Procurei saber qual tinha sido a última viagem feita com seu animal de estimação. Não, não era de estimação, corrigiu-me a estagiária. Eu só estava lhe testando, disse-lhe com um sorriso amarelo. 

Pois bem, senhor Romígio, diga tudo sobre o furto. Eu já disse e, por sinal, o senhor anotou tudo. É verdade, anotei, só que não consigo decifrar os garranchos. 

Liguei o áudio no WhatsApp e mandei ele responder algumas perguntas pertinentes: o senhor tem certeza que não era um tamanduá? ou um camelo? ou girafa? Era uma jumenta mesmo? Hipopótamo? Não, não... jumenta! Fiz essas perguntas para ver até que ponto ele gaguejava, pois podia estar de combinado com a quadrilha para receber o prêmio do seguro. Ela não tinha seguro, era só uma jumenta. Tudo bem, mas acho isso muito estranho o senhor possuir um bem e não colocá-lo no seguro, aliás, se o senhor quiser, Romígio, pode pegar o número do telefone de um corretor amigo para que seus filhos possam ser assegurados, afinal, acho que eles valem mais do que uma jumenta. 
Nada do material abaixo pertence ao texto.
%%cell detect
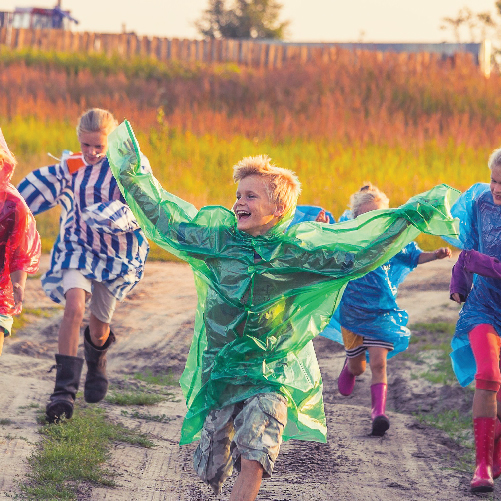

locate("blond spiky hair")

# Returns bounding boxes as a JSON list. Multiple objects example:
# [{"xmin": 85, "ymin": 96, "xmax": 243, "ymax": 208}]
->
[
  {"xmin": 350, "ymin": 183, "xmax": 390, "ymax": 217},
  {"xmin": 77, "ymin": 108, "xmax": 117, "ymax": 136},
  {"xmin": 233, "ymin": 155, "xmax": 301, "ymax": 213},
  {"xmin": 487, "ymin": 148, "xmax": 501, "ymax": 170}
]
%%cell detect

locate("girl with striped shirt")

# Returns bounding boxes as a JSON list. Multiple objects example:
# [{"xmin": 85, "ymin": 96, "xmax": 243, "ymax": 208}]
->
[{"xmin": 18, "ymin": 108, "xmax": 150, "ymax": 422}]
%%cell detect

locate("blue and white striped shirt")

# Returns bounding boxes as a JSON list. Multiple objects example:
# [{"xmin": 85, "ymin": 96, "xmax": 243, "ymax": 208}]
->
[{"xmin": 18, "ymin": 153, "xmax": 151, "ymax": 303}]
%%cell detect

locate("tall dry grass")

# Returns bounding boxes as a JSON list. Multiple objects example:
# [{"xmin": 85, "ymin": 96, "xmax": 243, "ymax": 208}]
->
[{"xmin": 0, "ymin": 47, "xmax": 501, "ymax": 254}]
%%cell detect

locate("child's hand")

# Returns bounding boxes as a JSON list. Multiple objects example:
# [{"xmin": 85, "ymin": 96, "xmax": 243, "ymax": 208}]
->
[
  {"xmin": 118, "ymin": 139, "xmax": 137, "ymax": 165},
  {"xmin": 12, "ymin": 283, "xmax": 24, "ymax": 308},
  {"xmin": 435, "ymin": 247, "xmax": 450, "ymax": 260},
  {"xmin": 315, "ymin": 209, "xmax": 329, "ymax": 223}
]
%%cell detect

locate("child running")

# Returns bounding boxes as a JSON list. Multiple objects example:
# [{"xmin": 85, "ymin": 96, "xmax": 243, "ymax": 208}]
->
[
  {"xmin": 19, "ymin": 108, "xmax": 149, "ymax": 422},
  {"xmin": 450, "ymin": 149, "xmax": 501, "ymax": 492},
  {"xmin": 108, "ymin": 122, "xmax": 456, "ymax": 501},
  {"xmin": 0, "ymin": 129, "xmax": 41, "ymax": 355},
  {"xmin": 328, "ymin": 183, "xmax": 451, "ymax": 436}
]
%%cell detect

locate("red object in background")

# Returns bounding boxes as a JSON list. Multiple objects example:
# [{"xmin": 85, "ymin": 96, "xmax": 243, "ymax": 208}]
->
[{"xmin": 0, "ymin": 129, "xmax": 41, "ymax": 315}]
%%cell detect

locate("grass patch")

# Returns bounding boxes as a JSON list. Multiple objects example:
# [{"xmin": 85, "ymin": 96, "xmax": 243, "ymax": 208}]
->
[
  {"xmin": 19, "ymin": 403, "xmax": 154, "ymax": 500},
  {"xmin": 134, "ymin": 369, "xmax": 179, "ymax": 386},
  {"xmin": 416, "ymin": 409, "xmax": 474, "ymax": 470},
  {"xmin": 105, "ymin": 370, "xmax": 178, "ymax": 406},
  {"xmin": 121, "ymin": 410, "xmax": 173, "ymax": 423},
  {"xmin": 106, "ymin": 389, "xmax": 166, "ymax": 406},
  {"xmin": 402, "ymin": 322, "xmax": 456, "ymax": 385},
  {"xmin": 11, "ymin": 308, "xmax": 61, "ymax": 336},
  {"xmin": 410, "ymin": 322, "xmax": 456, "ymax": 336}
]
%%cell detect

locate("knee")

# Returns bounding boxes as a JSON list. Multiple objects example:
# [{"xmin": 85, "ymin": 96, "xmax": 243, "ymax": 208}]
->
[
  {"xmin": 348, "ymin": 354, "xmax": 366, "ymax": 376},
  {"xmin": 371, "ymin": 360, "xmax": 386, "ymax": 374},
  {"xmin": 64, "ymin": 301, "xmax": 85, "ymax": 325},
  {"xmin": 240, "ymin": 457, "xmax": 264, "ymax": 475},
  {"xmin": 475, "ymin": 371, "xmax": 501, "ymax": 392}
]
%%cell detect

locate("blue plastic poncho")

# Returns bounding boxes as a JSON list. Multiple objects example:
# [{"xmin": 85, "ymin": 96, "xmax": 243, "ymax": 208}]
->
[
  {"xmin": 291, "ymin": 205, "xmax": 336, "ymax": 226},
  {"xmin": 448, "ymin": 183, "xmax": 501, "ymax": 386},
  {"xmin": 292, "ymin": 206, "xmax": 422, "ymax": 358},
  {"xmin": 108, "ymin": 122, "xmax": 458, "ymax": 444}
]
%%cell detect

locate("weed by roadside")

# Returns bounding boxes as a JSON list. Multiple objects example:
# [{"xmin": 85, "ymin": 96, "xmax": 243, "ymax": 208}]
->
[
  {"xmin": 134, "ymin": 369, "xmax": 179, "ymax": 386},
  {"xmin": 106, "ymin": 371, "xmax": 177, "ymax": 406},
  {"xmin": 19, "ymin": 401, "xmax": 154, "ymax": 500},
  {"xmin": 12, "ymin": 307, "xmax": 60, "ymax": 336},
  {"xmin": 121, "ymin": 410, "xmax": 174, "ymax": 423},
  {"xmin": 402, "ymin": 322, "xmax": 474, "ymax": 473},
  {"xmin": 402, "ymin": 322, "xmax": 456, "ymax": 385}
]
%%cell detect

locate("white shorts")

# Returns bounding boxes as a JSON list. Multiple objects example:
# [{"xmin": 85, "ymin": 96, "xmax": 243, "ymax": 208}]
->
[{"xmin": 63, "ymin": 269, "xmax": 117, "ymax": 324}]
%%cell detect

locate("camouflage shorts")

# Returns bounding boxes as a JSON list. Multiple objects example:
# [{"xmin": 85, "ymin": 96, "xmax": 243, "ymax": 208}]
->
[{"xmin": 193, "ymin": 393, "xmax": 287, "ymax": 494}]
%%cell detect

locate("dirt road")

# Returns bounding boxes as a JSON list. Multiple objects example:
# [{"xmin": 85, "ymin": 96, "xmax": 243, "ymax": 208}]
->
[{"xmin": 0, "ymin": 257, "xmax": 484, "ymax": 501}]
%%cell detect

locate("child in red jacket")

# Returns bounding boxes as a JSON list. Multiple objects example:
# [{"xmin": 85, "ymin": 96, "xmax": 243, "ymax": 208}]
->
[{"xmin": 0, "ymin": 130, "xmax": 41, "ymax": 354}]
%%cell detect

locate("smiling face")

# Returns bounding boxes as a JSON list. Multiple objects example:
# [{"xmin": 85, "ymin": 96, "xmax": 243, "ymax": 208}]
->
[
  {"xmin": 78, "ymin": 131, "xmax": 108, "ymax": 165},
  {"xmin": 491, "ymin": 165, "xmax": 501, "ymax": 205},
  {"xmin": 233, "ymin": 175, "xmax": 284, "ymax": 237}
]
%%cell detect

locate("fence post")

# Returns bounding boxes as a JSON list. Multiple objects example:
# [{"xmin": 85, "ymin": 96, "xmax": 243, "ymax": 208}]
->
[{"xmin": 478, "ymin": 40, "xmax": 492, "ymax": 78}]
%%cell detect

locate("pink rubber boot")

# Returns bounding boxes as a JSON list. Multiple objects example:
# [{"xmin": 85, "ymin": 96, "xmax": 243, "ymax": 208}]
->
[
  {"xmin": 470, "ymin": 417, "xmax": 497, "ymax": 492},
  {"xmin": 492, "ymin": 390, "xmax": 501, "ymax": 479},
  {"xmin": 337, "ymin": 358, "xmax": 355, "ymax": 397},
  {"xmin": 371, "ymin": 383, "xmax": 390, "ymax": 437},
  {"xmin": 492, "ymin": 418, "xmax": 501, "ymax": 479}
]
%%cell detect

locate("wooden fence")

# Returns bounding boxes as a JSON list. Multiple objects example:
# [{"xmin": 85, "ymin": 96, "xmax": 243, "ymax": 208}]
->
[{"xmin": 0, "ymin": 28, "xmax": 490, "ymax": 75}]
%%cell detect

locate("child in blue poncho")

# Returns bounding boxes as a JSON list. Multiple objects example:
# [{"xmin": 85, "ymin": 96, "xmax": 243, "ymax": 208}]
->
[
  {"xmin": 108, "ymin": 122, "xmax": 456, "ymax": 501},
  {"xmin": 338, "ymin": 184, "xmax": 451, "ymax": 436},
  {"xmin": 298, "ymin": 184, "xmax": 451, "ymax": 436},
  {"xmin": 450, "ymin": 149, "xmax": 501, "ymax": 492}
]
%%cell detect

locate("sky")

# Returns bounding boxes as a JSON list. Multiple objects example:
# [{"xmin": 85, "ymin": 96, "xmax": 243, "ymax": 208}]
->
[{"xmin": 0, "ymin": 0, "xmax": 501, "ymax": 42}]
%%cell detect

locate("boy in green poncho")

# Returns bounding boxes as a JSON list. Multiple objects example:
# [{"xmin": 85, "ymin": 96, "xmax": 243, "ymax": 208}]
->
[{"xmin": 108, "ymin": 122, "xmax": 458, "ymax": 501}]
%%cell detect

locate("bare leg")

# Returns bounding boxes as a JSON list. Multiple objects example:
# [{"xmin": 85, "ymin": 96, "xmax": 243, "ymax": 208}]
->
[
  {"xmin": 58, "ymin": 289, "xmax": 85, "ymax": 357},
  {"xmin": 230, "ymin": 458, "xmax": 263, "ymax": 501},
  {"xmin": 89, "ymin": 313, "xmax": 110, "ymax": 348},
  {"xmin": 348, "ymin": 352, "xmax": 366, "ymax": 376},
  {"xmin": 369, "ymin": 346, "xmax": 388, "ymax": 384}
]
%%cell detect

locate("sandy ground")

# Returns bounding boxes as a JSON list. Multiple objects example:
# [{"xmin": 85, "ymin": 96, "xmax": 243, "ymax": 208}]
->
[{"xmin": 0, "ymin": 256, "xmax": 484, "ymax": 501}]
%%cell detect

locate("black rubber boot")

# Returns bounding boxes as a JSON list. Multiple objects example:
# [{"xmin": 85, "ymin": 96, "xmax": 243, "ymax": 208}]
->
[
  {"xmin": 84, "ymin": 327, "xmax": 115, "ymax": 403},
  {"xmin": 45, "ymin": 354, "xmax": 83, "ymax": 423}
]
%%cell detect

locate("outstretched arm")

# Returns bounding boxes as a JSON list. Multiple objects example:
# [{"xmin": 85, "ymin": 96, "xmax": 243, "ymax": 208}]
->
[
  {"xmin": 418, "ymin": 247, "xmax": 452, "ymax": 264},
  {"xmin": 17, "ymin": 162, "xmax": 69, "ymax": 216},
  {"xmin": 107, "ymin": 121, "xmax": 234, "ymax": 259},
  {"xmin": 450, "ymin": 250, "xmax": 501, "ymax": 303},
  {"xmin": 288, "ymin": 185, "xmax": 459, "ymax": 280}
]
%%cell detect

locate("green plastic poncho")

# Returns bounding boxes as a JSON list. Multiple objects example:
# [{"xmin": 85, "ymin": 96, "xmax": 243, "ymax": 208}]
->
[{"xmin": 108, "ymin": 122, "xmax": 459, "ymax": 444}]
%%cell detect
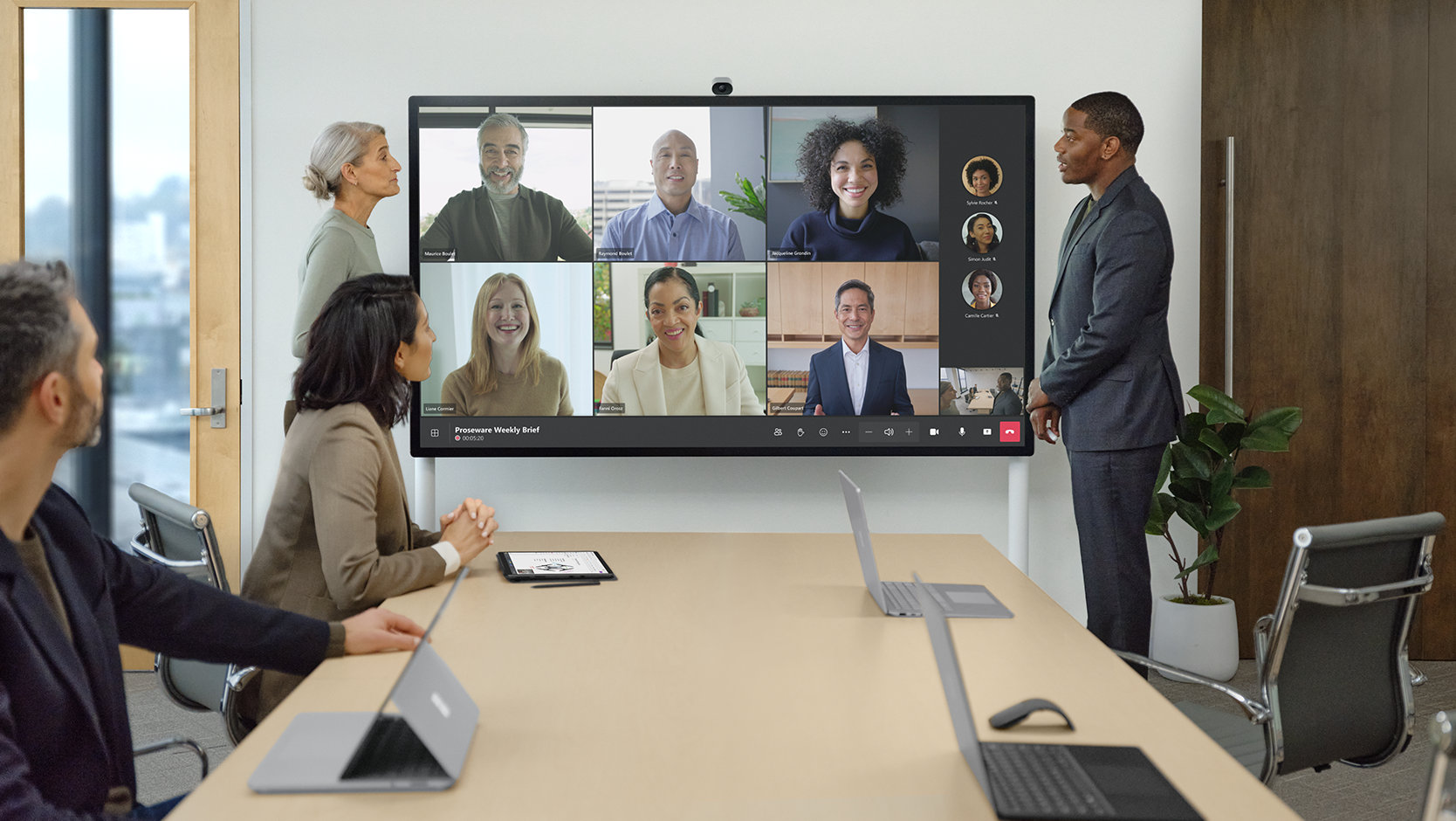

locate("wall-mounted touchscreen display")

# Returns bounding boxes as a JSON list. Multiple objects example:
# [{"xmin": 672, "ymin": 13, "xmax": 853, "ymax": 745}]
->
[{"xmin": 408, "ymin": 96, "xmax": 1035, "ymax": 457}]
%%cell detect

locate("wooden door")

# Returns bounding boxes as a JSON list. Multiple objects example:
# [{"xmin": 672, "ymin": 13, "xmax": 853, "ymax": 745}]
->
[{"xmin": 1199, "ymin": 0, "xmax": 1456, "ymax": 658}]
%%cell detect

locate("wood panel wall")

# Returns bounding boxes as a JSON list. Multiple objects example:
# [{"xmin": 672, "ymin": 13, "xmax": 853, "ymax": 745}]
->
[{"xmin": 1199, "ymin": 0, "xmax": 1456, "ymax": 658}]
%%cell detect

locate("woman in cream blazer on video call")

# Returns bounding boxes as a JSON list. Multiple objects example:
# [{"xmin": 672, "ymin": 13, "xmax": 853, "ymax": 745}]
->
[{"xmin": 599, "ymin": 268, "xmax": 763, "ymax": 417}]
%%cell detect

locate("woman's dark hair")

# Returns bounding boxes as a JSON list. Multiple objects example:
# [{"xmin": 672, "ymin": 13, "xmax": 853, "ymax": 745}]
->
[
  {"xmin": 798, "ymin": 116, "xmax": 905, "ymax": 211},
  {"xmin": 642, "ymin": 265, "xmax": 704, "ymax": 336},
  {"xmin": 292, "ymin": 273, "xmax": 419, "ymax": 426},
  {"xmin": 965, "ymin": 211, "xmax": 1000, "ymax": 253},
  {"xmin": 965, "ymin": 157, "xmax": 1000, "ymax": 190}
]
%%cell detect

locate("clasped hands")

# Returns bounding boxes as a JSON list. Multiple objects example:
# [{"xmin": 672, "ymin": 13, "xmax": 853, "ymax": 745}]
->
[
  {"xmin": 1027, "ymin": 377, "xmax": 1061, "ymax": 444},
  {"xmin": 440, "ymin": 498, "xmax": 501, "ymax": 565}
]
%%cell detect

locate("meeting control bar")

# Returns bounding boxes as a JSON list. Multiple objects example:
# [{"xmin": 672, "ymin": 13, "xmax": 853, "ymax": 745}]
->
[{"xmin": 416, "ymin": 417, "xmax": 1031, "ymax": 456}]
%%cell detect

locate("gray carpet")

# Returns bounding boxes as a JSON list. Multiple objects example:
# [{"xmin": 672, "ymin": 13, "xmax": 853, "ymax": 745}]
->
[{"xmin": 127, "ymin": 661, "xmax": 1456, "ymax": 821}]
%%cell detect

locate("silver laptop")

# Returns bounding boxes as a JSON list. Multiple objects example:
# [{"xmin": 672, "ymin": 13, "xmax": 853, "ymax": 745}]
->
[
  {"xmin": 839, "ymin": 470, "xmax": 1012, "ymax": 618},
  {"xmin": 248, "ymin": 568, "xmax": 480, "ymax": 792},
  {"xmin": 911, "ymin": 575, "xmax": 1203, "ymax": 821}
]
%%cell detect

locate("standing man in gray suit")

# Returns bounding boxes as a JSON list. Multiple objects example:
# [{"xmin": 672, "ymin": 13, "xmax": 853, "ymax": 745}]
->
[{"xmin": 1027, "ymin": 92, "xmax": 1182, "ymax": 653}]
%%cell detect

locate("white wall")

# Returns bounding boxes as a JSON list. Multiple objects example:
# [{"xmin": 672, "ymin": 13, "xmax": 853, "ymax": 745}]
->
[{"xmin": 244, "ymin": 0, "xmax": 1201, "ymax": 625}]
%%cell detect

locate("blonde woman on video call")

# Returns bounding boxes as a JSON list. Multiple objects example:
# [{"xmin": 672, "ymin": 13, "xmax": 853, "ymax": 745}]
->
[{"xmin": 440, "ymin": 273, "xmax": 571, "ymax": 417}]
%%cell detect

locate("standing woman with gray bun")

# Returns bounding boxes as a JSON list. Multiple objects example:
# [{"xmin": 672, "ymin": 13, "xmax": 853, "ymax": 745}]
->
[{"xmin": 292, "ymin": 122, "xmax": 401, "ymax": 360}]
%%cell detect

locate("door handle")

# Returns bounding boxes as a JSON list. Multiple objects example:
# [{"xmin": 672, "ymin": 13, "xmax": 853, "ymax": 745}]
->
[{"xmin": 182, "ymin": 369, "xmax": 227, "ymax": 428}]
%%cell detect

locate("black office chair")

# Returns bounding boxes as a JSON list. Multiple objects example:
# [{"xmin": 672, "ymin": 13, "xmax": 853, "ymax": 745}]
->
[
  {"xmin": 1421, "ymin": 712, "xmax": 1456, "ymax": 821},
  {"xmin": 127, "ymin": 482, "xmax": 258, "ymax": 745},
  {"xmin": 1118, "ymin": 513, "xmax": 1446, "ymax": 783}
]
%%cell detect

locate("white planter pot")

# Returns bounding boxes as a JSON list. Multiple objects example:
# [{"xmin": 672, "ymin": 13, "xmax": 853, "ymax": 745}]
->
[{"xmin": 1147, "ymin": 596, "xmax": 1239, "ymax": 681}]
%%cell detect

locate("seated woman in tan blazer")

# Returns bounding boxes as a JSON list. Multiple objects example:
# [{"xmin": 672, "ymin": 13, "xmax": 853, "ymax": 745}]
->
[
  {"xmin": 597, "ymin": 268, "xmax": 763, "ymax": 417},
  {"xmin": 242, "ymin": 273, "xmax": 497, "ymax": 721},
  {"xmin": 440, "ymin": 273, "xmax": 571, "ymax": 417}
]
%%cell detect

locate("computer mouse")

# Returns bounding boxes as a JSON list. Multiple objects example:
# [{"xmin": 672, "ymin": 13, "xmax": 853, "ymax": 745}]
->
[{"xmin": 992, "ymin": 699, "xmax": 1076, "ymax": 729}]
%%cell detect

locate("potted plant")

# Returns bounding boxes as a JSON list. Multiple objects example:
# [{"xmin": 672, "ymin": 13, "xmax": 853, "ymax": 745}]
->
[
  {"xmin": 1144, "ymin": 384, "xmax": 1305, "ymax": 681},
  {"xmin": 718, "ymin": 155, "xmax": 769, "ymax": 224}
]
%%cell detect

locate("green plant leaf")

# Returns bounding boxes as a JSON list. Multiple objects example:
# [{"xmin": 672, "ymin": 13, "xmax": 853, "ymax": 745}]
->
[
  {"xmin": 1208, "ymin": 461, "xmax": 1233, "ymax": 502},
  {"xmin": 1168, "ymin": 479, "xmax": 1208, "ymax": 508},
  {"xmin": 1203, "ymin": 496, "xmax": 1243, "ymax": 533},
  {"xmin": 1219, "ymin": 422, "xmax": 1245, "ymax": 459},
  {"xmin": 718, "ymin": 170, "xmax": 769, "ymax": 224},
  {"xmin": 1173, "ymin": 498, "xmax": 1212, "ymax": 539},
  {"xmin": 1233, "ymin": 465, "xmax": 1274, "ymax": 489},
  {"xmin": 1178, "ymin": 412, "xmax": 1208, "ymax": 444},
  {"xmin": 1188, "ymin": 384, "xmax": 1245, "ymax": 425},
  {"xmin": 1143, "ymin": 493, "xmax": 1173, "ymax": 535},
  {"xmin": 1239, "ymin": 408, "xmax": 1305, "ymax": 452},
  {"xmin": 1171, "ymin": 443, "xmax": 1212, "ymax": 479},
  {"xmin": 1198, "ymin": 428, "xmax": 1232, "ymax": 459}
]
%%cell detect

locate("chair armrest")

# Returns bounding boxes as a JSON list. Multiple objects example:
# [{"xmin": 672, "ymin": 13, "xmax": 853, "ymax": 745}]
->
[
  {"xmin": 223, "ymin": 664, "xmax": 262, "ymax": 699},
  {"xmin": 217, "ymin": 664, "xmax": 262, "ymax": 747},
  {"xmin": 1253, "ymin": 614, "xmax": 1274, "ymax": 675},
  {"xmin": 131, "ymin": 736, "xmax": 207, "ymax": 779},
  {"xmin": 1112, "ymin": 651, "xmax": 1273, "ymax": 723},
  {"xmin": 1296, "ymin": 574, "xmax": 1434, "ymax": 607},
  {"xmin": 131, "ymin": 530, "xmax": 207, "ymax": 572}
]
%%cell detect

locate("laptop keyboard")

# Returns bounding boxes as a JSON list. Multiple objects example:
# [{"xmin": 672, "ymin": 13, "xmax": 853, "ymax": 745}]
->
[
  {"xmin": 981, "ymin": 744, "xmax": 1112, "ymax": 818},
  {"xmin": 342, "ymin": 716, "xmax": 447, "ymax": 780},
  {"xmin": 879, "ymin": 583, "xmax": 920, "ymax": 616}
]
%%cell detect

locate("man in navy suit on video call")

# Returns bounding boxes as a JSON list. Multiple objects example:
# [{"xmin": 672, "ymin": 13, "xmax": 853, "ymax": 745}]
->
[
  {"xmin": 804, "ymin": 279, "xmax": 915, "ymax": 417},
  {"xmin": 1027, "ymin": 92, "xmax": 1182, "ymax": 664}
]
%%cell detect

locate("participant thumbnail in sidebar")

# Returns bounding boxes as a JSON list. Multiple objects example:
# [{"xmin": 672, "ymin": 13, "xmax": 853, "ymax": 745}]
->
[
  {"xmin": 941, "ymin": 365, "xmax": 1027, "ymax": 417},
  {"xmin": 961, "ymin": 268, "xmax": 1002, "ymax": 310},
  {"xmin": 961, "ymin": 211, "xmax": 1002, "ymax": 253},
  {"xmin": 419, "ymin": 262, "xmax": 593, "ymax": 417},
  {"xmin": 961, "ymin": 155, "xmax": 1002, "ymax": 199}
]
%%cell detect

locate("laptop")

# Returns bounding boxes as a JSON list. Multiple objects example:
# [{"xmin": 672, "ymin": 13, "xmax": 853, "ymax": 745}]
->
[
  {"xmin": 911, "ymin": 575, "xmax": 1203, "ymax": 821},
  {"xmin": 839, "ymin": 470, "xmax": 1012, "ymax": 618},
  {"xmin": 248, "ymin": 568, "xmax": 480, "ymax": 793}
]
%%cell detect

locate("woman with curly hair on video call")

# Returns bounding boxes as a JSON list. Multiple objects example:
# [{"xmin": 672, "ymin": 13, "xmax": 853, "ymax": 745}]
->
[{"xmin": 780, "ymin": 116, "xmax": 920, "ymax": 262}]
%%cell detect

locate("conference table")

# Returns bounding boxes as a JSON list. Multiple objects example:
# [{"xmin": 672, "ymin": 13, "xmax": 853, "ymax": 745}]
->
[{"xmin": 172, "ymin": 535, "xmax": 1297, "ymax": 821}]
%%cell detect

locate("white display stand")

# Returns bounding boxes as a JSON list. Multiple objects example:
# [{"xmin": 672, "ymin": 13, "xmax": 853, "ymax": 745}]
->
[
  {"xmin": 1006, "ymin": 456, "xmax": 1031, "ymax": 575},
  {"xmin": 415, "ymin": 456, "xmax": 1031, "ymax": 574}
]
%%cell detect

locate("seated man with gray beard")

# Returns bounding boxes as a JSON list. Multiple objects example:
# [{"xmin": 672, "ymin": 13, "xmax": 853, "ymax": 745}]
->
[{"xmin": 419, "ymin": 112, "xmax": 591, "ymax": 262}]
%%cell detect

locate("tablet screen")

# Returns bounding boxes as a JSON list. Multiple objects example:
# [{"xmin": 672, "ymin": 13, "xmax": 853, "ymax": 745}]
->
[{"xmin": 505, "ymin": 550, "xmax": 612, "ymax": 579}]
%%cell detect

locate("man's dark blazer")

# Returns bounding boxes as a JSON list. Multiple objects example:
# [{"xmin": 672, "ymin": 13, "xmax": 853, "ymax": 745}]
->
[
  {"xmin": 0, "ymin": 485, "xmax": 329, "ymax": 818},
  {"xmin": 1041, "ymin": 168, "xmax": 1182, "ymax": 450},
  {"xmin": 804, "ymin": 339, "xmax": 915, "ymax": 417}
]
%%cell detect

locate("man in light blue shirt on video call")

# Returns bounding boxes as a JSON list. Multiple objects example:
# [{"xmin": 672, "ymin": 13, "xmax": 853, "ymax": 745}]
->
[{"xmin": 597, "ymin": 131, "xmax": 743, "ymax": 262}]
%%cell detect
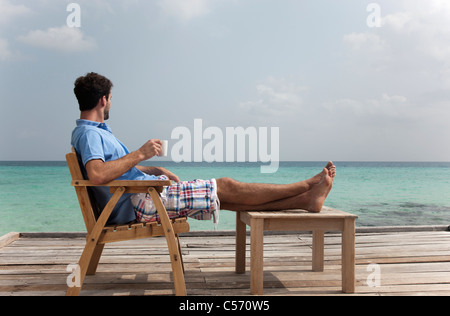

Dá para o senhor se concentrar no desaparecimento de Qualhinha. Quem é Qualhinha? A jumenta, era assim que chamávamos. Quem sabe pode ter sido alguém se sentido desprestigiada com o seu próprio nome sendo colocado em um quadrúpede. Aqui neste lugarejo não tem nenhuma mulher com esse nome. Mas pode estar nascendo neste exato momento, e os pais logo deram sumiço ao animal para evitar problemas de “personalidade volúvel”. O que é isso colega? perguntou-me a novata. Arrá! peguei ela em algo que não sabia. É um termo inventado por mim para quem vive duvidando da própria existência. Você se acha uma vaca? Não. Tudo bem, porque se você dissesse que sim... deixe eu ver aqui no meu rascunho de loas... eu diria: sou um touro.

O senhor vai achar os culpados? Perguntou-me a mulher de Romígio. A senhora está muito interessada em saber quem furtou a jumenta. Será que a senhora não está em conluio com o bando? Deus me livre, essa jumenta é sagrada para nós. Foi ela que me levou para ter o primeiro menino; foi ela que deu um coice em Pilário. E Pilário, quem é? Um safado que veio pedir voto aqui em casa. Ah, estou entendendo! Essa jumenta é mais do que uma jumenta. Ela é um ser social e político envolvida na invasão do palácio do planalto, e vocês dizendo que houve rapto. Nós já estamos nos cansando com essa falta de rumo na investigação. É melhor falar com outro policial. Jamais isso deve ocorrer, viu senhora, sob pena de indiciá-los por atrapalhar a investigação, e mais agora que estou chegando aos criminosos, não posso abandoná-la, como vocês fizeram com Qualhinha. Nós não a abandonamos. E por que ela estava fora de casa? e ainda por cima amarrada num cabresto consertado com arame? De onde o senhor tirou esse negócio de cabresto com arame? Dedução de um experiente detetive. Vocês deveriam ter deixado essa jumenta dentro do quarto, mas não, deixaram ao relento e deu no que deu. É o lugar apropriado, autoridade, para se criar um animal assim. Vocês que pensam. Já imaginaram o que dirão os defensores de jumentas? Podem até querer prendê-los por discriminação familiar.

Não precisamos mais procurar Qualhinha. Por quê? perguntei virando-me em direção de onde tinha vindo a informação. Acaba de chegar o caminhão da prefeitura que veio deixá-la. Levaram-na só para cadastrá-la, vaciná-la e não nos avisaram, disse-me a filha de Romígio agarrando-se ao pescoço de Qualhinha no mais dramático berreiro. Graças a mim, o mal-entendido criminoso foi esclarecido.